Wednesday morning, on his way to school, a seventeen-year-old local boy was killed in a collision with a school bus.

When I was seventeen, I met and then moved in with the man that would, eight years later, become my husband. I remember feeling at the time that I was such an adult.

Of course, it is clear to me now that I was just a child, but it wasn’t until I looked at the face of that lost boy staring back at me from our local newspaper that I realized just what babies our children still are at seventeen.

Obviously, a big difference between the “me at seventeen” and the “me now” is that I have children of my own: two girls, who are running around me as I write this, and a boy that I am still carrying, but that will one day be driving himself to school, probably in this very same town. Looking at the picture I understand just what has been lost and how thin the thread that tethers our children to the Earth and to us is.

I didn’t know this family very well, in fact it is only through bumping into them around town with Eric, who had business with the family, that I knew them at all. But there is something about being so close to something so awful that has made it hard to even breathe for the last five days. In this small town the sirens of rescue vehicles are rarely heard at all, and when they are the sound carries from one end of the streets to the other. Everyone here knows immediately when something awful has happened.

All day Wednesday, after the cries of the sirens had died down, I looked at the clear blue sky and thought, “This is the day that someone lost their child. I am at the library with my children just like any other day and the world has stopped for someone else in this very town.”

While the loss of even one child is too many, this town has seen more and the losses of those children pile up in my head and in my heart. They change how I move through the world.

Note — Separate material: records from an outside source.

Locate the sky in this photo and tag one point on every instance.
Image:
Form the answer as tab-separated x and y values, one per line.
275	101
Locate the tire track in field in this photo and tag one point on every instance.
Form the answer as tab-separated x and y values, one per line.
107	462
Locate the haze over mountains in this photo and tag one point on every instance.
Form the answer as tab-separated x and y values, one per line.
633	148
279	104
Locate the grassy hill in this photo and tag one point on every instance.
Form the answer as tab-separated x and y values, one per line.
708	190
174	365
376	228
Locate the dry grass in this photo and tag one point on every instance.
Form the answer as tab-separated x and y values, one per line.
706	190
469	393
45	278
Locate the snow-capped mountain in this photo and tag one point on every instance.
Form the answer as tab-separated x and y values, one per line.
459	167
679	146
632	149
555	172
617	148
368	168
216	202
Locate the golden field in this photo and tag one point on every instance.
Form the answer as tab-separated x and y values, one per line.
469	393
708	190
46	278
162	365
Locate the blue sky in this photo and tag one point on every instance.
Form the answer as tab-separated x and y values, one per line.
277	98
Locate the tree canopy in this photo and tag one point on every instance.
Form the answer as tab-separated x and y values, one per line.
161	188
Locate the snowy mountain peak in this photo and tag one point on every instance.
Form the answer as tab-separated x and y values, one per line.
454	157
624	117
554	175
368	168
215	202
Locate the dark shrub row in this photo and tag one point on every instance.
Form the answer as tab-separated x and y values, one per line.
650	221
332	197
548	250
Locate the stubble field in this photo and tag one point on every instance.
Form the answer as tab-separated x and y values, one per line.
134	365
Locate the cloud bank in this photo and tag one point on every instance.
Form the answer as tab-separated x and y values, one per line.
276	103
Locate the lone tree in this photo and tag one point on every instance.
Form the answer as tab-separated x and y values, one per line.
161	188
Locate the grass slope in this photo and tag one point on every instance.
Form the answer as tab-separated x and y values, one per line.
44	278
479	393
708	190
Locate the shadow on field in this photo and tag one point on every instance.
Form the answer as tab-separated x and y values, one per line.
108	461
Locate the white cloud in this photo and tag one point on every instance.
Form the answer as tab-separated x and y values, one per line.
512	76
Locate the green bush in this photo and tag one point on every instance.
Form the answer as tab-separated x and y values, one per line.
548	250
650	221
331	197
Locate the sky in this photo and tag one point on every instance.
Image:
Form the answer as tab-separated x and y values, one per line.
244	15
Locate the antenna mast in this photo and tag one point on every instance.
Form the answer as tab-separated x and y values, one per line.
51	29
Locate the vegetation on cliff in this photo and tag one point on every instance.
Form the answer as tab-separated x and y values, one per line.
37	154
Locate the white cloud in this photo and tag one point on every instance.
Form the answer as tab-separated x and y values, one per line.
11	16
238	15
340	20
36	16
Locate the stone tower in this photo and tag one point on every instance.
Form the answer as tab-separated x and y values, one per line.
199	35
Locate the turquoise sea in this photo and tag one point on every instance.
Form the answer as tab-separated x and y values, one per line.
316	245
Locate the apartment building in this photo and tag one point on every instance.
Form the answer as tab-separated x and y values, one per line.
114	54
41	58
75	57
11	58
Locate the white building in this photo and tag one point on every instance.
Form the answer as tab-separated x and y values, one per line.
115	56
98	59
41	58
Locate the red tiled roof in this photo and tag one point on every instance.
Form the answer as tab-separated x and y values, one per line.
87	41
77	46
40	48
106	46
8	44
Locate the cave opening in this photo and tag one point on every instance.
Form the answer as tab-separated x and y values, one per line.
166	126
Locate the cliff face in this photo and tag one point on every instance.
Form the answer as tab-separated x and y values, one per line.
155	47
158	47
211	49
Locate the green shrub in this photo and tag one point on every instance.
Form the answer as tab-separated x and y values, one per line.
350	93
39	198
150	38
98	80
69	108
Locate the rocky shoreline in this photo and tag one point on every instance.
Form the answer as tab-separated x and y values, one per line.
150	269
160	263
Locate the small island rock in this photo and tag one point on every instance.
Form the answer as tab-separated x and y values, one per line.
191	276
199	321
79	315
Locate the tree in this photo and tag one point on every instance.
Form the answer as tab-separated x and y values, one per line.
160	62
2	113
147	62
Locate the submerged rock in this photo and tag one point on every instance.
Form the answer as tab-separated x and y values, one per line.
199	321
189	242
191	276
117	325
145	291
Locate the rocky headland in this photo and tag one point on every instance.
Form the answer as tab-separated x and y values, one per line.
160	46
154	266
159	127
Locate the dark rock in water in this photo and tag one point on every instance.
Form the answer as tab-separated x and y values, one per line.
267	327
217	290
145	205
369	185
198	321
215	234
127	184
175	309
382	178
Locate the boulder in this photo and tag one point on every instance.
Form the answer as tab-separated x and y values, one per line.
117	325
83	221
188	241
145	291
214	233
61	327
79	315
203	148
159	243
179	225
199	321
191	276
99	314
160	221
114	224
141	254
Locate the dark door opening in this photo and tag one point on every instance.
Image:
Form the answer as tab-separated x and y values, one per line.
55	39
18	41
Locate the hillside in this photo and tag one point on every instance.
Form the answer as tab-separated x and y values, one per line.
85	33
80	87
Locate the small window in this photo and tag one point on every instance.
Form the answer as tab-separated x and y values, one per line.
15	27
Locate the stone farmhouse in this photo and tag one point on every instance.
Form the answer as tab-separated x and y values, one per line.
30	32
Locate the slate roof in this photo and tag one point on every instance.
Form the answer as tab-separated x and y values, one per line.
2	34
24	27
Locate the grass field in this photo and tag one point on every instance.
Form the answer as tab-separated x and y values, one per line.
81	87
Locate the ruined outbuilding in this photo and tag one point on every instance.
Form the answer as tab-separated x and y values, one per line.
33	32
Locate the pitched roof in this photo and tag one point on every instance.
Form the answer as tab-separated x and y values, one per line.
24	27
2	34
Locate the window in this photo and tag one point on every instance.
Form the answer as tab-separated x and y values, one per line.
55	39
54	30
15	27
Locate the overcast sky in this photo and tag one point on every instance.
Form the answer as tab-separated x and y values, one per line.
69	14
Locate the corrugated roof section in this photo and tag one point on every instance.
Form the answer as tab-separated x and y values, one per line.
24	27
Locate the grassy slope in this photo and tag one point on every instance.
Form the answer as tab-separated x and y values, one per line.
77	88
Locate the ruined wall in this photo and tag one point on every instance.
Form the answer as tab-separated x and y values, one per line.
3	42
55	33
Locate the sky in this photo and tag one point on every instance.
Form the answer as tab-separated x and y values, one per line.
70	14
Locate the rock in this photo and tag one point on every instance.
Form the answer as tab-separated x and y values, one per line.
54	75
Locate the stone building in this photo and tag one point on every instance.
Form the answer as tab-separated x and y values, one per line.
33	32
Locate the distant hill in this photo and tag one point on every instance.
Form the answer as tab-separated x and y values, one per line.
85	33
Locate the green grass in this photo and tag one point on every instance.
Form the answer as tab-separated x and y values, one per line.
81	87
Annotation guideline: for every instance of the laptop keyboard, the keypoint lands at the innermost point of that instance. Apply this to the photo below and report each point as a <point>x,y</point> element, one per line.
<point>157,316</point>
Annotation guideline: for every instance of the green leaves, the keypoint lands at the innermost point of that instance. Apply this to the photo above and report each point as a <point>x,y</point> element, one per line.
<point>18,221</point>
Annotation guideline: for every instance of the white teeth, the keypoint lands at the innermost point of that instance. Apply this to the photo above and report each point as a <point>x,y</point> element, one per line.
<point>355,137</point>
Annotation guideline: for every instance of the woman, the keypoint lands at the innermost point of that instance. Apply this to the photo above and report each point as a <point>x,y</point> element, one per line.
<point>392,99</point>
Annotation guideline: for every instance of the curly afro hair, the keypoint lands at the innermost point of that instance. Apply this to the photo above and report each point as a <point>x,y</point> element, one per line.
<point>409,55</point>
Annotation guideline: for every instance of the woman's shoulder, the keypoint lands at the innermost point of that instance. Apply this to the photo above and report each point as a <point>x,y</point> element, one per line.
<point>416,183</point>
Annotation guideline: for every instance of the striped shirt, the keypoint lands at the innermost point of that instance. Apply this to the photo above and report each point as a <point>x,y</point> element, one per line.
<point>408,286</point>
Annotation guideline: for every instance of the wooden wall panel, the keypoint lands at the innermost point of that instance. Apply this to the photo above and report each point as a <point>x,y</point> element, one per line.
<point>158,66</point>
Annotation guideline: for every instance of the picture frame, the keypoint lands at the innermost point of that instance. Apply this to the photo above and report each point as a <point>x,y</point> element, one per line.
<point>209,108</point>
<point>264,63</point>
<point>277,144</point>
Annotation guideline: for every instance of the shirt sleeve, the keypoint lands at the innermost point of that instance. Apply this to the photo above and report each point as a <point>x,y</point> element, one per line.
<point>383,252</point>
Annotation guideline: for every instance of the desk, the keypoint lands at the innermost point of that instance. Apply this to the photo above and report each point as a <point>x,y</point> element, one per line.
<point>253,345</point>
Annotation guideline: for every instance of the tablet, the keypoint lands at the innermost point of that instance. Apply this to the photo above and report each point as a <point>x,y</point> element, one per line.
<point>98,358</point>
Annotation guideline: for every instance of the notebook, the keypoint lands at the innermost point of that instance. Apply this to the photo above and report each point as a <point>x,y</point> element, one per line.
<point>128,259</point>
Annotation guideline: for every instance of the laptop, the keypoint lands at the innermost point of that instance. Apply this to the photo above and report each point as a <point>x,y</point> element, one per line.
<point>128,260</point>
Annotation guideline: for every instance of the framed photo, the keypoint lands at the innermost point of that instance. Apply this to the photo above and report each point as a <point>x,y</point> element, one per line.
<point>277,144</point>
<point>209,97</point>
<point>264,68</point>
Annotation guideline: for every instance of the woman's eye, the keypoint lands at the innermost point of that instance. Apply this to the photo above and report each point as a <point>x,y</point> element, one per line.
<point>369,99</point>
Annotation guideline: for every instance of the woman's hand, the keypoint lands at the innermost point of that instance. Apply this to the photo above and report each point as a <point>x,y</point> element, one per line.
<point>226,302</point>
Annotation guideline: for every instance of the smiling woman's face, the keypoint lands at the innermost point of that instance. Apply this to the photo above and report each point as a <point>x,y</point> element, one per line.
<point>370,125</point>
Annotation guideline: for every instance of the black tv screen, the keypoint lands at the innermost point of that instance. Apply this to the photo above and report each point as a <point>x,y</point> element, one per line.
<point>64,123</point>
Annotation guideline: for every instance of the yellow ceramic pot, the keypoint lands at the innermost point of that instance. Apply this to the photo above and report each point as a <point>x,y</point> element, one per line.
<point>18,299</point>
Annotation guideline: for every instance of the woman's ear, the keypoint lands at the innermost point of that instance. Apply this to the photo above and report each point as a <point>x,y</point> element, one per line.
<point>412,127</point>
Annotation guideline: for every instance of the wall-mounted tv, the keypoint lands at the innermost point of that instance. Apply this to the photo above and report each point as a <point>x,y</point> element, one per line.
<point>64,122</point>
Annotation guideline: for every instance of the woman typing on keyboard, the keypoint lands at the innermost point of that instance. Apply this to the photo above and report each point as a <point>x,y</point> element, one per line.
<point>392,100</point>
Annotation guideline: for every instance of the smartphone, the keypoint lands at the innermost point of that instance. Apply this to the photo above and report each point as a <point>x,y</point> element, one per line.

Every time I drive down Highway 69, just south of our little town, I feel compelled to look at the marker on the side of the road where a teenage girl lost her life this spring in a car accident.

I do the same when ever I pass the spot on I-35 where, not even two years ago, Megan and I happened by the burned out wreckage of what had been the car of a local 21-year-old and her 4-month-old baby, the empty infant car seat resting on the side of the road. Both were killed in the accident as well as the driver of the other car.

These spots are like talismans to me, like wood I am compelled to knock on to feel some psychic control over my own children’s safety. I look at the spots, I imagine the horror the families felt, and I pray that it doesn’t happen to us.

For better or worse the world will go on, like it always does. As awful as this all is, the human mind continues forward. This Wednesday the town will dress our children up and celebrate Halloween with just a week between this loss and us. Eric and I will continue to plan excitedly for the boy that will soon join our family and hold the girls close.

But today is Sunday, and two hours ago Marty Davis’ family buried their only child and these blessings of ours seem almost too much to hold.